They say my dog has cancer. He doesn't know it. What he does know is that going to the vet is no longer something to look forward to. After weeks of being poked and prodded, after blood tests, x-rays, myelograms and consultations, he looks at me like I have betrayed him when it's time for another test. He keeps trying to act like everything is normal. But I notice that week by week he is compensating for a pain in his lower back that will eventually leave him lame and incontinent. He no longer has the strength to push off from his back legs when he tries to jump. Instead he shifts his weight to his front legs and pulls himself into his favorite chair. He can't hop in the car anymore. I have to lift him and put him on the back seat.
I really have no choice. I have scheduled him for surgery tomorrow morning, even though I would do just about anything to avoid putting myself in a similar situation. I know I am doing this "for his own good," but I feel terribly uncomfortable in this kind of situation. It's one thing to make a decision that affects yourself. It's something entirely different to make a decision for someone else. What if I am wrong? The doctors give the surgery a 70% chance of success. Since I am very attached to this dog, these are not particularly good odds. I know I may take him in tomorrow and he might not make it. Or they might call me during surgery and say they've discovered something more serious than they thought.
Making a decision for another, even a dog, is a humbling experience. You realize that you don't, and probably never will, have enough information to guarantee that the choice you've made is the correct one. At best your choice is a hunch, a guess or a prayer. I wonder how my parents did it? They were always telling me what was best for me. And invariably it made me want to do exactly the opposite. Where did they get off even dreaming that they knew what was best for me. I have gone through life rebelling at people who thought they were acting in my best interests. I didn't listen to my parents. I didn't listen to my employers.

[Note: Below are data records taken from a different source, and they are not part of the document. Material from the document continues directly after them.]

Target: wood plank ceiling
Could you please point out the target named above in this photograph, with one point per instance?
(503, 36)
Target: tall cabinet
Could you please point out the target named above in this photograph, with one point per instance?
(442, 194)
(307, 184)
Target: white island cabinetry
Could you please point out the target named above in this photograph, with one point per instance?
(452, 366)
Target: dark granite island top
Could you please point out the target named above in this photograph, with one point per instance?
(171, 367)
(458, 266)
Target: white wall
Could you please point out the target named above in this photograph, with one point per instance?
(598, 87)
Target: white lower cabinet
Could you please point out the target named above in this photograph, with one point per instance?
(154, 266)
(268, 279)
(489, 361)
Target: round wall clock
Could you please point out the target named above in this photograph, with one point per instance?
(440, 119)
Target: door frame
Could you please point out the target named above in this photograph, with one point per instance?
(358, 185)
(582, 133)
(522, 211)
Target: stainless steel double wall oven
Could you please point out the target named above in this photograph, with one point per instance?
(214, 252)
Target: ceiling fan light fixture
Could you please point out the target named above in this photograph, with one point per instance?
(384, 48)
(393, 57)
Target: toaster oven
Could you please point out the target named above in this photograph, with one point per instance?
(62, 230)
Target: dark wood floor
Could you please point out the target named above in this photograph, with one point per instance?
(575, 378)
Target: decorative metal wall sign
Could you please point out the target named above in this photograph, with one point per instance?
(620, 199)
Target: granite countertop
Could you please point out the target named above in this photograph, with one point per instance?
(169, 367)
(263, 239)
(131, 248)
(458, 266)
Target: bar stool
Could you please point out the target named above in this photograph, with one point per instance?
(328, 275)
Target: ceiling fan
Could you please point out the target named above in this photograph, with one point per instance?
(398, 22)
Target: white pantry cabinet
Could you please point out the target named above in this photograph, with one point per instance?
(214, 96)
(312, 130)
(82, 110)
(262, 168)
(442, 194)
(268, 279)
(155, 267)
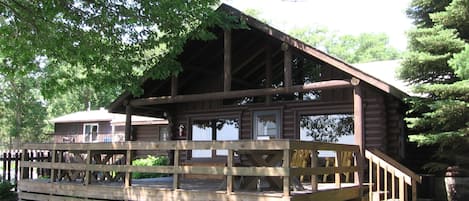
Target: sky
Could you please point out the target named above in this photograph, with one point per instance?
(343, 16)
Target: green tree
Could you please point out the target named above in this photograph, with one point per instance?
(75, 52)
(365, 47)
(437, 65)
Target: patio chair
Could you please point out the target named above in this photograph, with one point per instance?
(346, 159)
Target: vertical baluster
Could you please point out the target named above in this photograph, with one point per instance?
(401, 188)
(385, 182)
(229, 177)
(338, 159)
(378, 179)
(286, 166)
(9, 166)
(393, 183)
(175, 171)
(370, 178)
(314, 164)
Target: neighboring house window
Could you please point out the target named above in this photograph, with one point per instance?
(164, 133)
(267, 125)
(214, 129)
(90, 132)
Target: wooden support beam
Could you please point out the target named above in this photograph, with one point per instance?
(331, 84)
(174, 85)
(227, 60)
(128, 122)
(268, 70)
(287, 67)
(358, 114)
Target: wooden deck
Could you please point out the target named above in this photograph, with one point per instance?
(98, 180)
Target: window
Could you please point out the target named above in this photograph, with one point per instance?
(266, 125)
(333, 128)
(214, 129)
(90, 132)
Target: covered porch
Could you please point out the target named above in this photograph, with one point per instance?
(271, 175)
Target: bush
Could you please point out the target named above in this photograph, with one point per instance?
(6, 191)
(149, 161)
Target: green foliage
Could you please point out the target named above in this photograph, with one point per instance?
(6, 191)
(149, 161)
(365, 47)
(437, 63)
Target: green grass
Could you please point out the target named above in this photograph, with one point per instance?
(149, 161)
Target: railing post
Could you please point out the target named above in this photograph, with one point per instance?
(175, 170)
(128, 163)
(52, 170)
(24, 170)
(88, 172)
(370, 178)
(314, 164)
(229, 177)
(286, 166)
(401, 188)
(337, 164)
(414, 190)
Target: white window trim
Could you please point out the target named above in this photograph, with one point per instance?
(278, 119)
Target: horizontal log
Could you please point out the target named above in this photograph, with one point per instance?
(331, 84)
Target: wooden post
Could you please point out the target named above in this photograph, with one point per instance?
(358, 114)
(229, 177)
(337, 164)
(52, 171)
(174, 85)
(87, 171)
(358, 130)
(287, 67)
(268, 71)
(175, 172)
(286, 179)
(128, 174)
(314, 164)
(128, 122)
(227, 60)
(24, 170)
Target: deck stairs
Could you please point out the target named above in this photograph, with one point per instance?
(389, 180)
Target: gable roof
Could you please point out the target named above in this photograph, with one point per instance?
(258, 30)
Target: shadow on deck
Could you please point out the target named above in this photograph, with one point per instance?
(270, 174)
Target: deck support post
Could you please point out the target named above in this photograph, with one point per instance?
(286, 179)
(227, 60)
(358, 126)
(128, 175)
(229, 177)
(268, 71)
(314, 164)
(128, 122)
(24, 170)
(174, 85)
(287, 67)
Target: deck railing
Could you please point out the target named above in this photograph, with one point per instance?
(269, 158)
(383, 174)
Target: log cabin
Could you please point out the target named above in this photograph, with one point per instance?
(260, 111)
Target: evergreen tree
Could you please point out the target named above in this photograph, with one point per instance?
(437, 64)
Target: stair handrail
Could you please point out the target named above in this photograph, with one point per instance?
(398, 170)
(376, 155)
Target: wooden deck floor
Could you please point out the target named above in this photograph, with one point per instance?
(160, 189)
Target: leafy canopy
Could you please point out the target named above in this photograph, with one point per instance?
(102, 43)
(437, 64)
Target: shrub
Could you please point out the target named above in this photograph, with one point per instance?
(149, 161)
(6, 191)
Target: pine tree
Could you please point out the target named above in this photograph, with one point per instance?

And I seldom listened to doctors about my own health.
I'm listening now though. Because I know my dog won't. He will just keep on trying to compensate for the pain until it finally overcomes him. He will keep trying to run and jump and climb into his favorite chair, becoming perplexed when his legs give out from under him. There are no suicidal urges in this animal. I can tell by the many little things that he does to compensate for his dimished agility that he wants to live, even if he doesn't have a clue what is going on. So I accept the odds. I accept the sad looks I get from him when we drive home from the vet after another round of tests. I know that if I do nothing, my best friend will slowely but surely die.
I realize now that my parents did this type of thing over and over again. My sister had scoliosis and had to have a spinal fusion in high school. Ten years later, the medical community changed its opinion on spinal fusions and said many of these surgeries were unnecessary. At the time though, using the best information they had available, my parents thought they were doing the right thing. A while later, while I was in college, my Dad agreed to electroshock therapy for my Mom. I thought they were crazy, since I had just finished reading "One Flew Over the Cuckoo's Nest." but at the time it was considered the best available therapy for severe manic/depressives. Shock therapy has gone in and out of vogue for thirty years and you have to have to wonder if anyone even has a clue whether it works or not.
Seeing how easy it was to make a bad decision, I resolved to make no decision at all. When someone would ask what I thought best, I would always say, "It's your choice," "It's your life." or often just "Whatever." Nobody was going to trap me into making a bad decision.
I still don't feel comfortable telling someone what they should do with their life. But I can't be nearly as judgemental anymore about the many parents, teachers, supervisiors and friends who made a frequent habit of telling me I needed to do something "for my own good." Sometimes they were right. In many cases they were wrong. They were probably looking at me in exactly the same manner that I now look at my dog: as someone who just doesn't have the good sense to do the right thing.
All I want is for my dog to live a reasonably
pain free life. That's not that much to ask. I wonder now if that is
all my parents and friends wanted for me?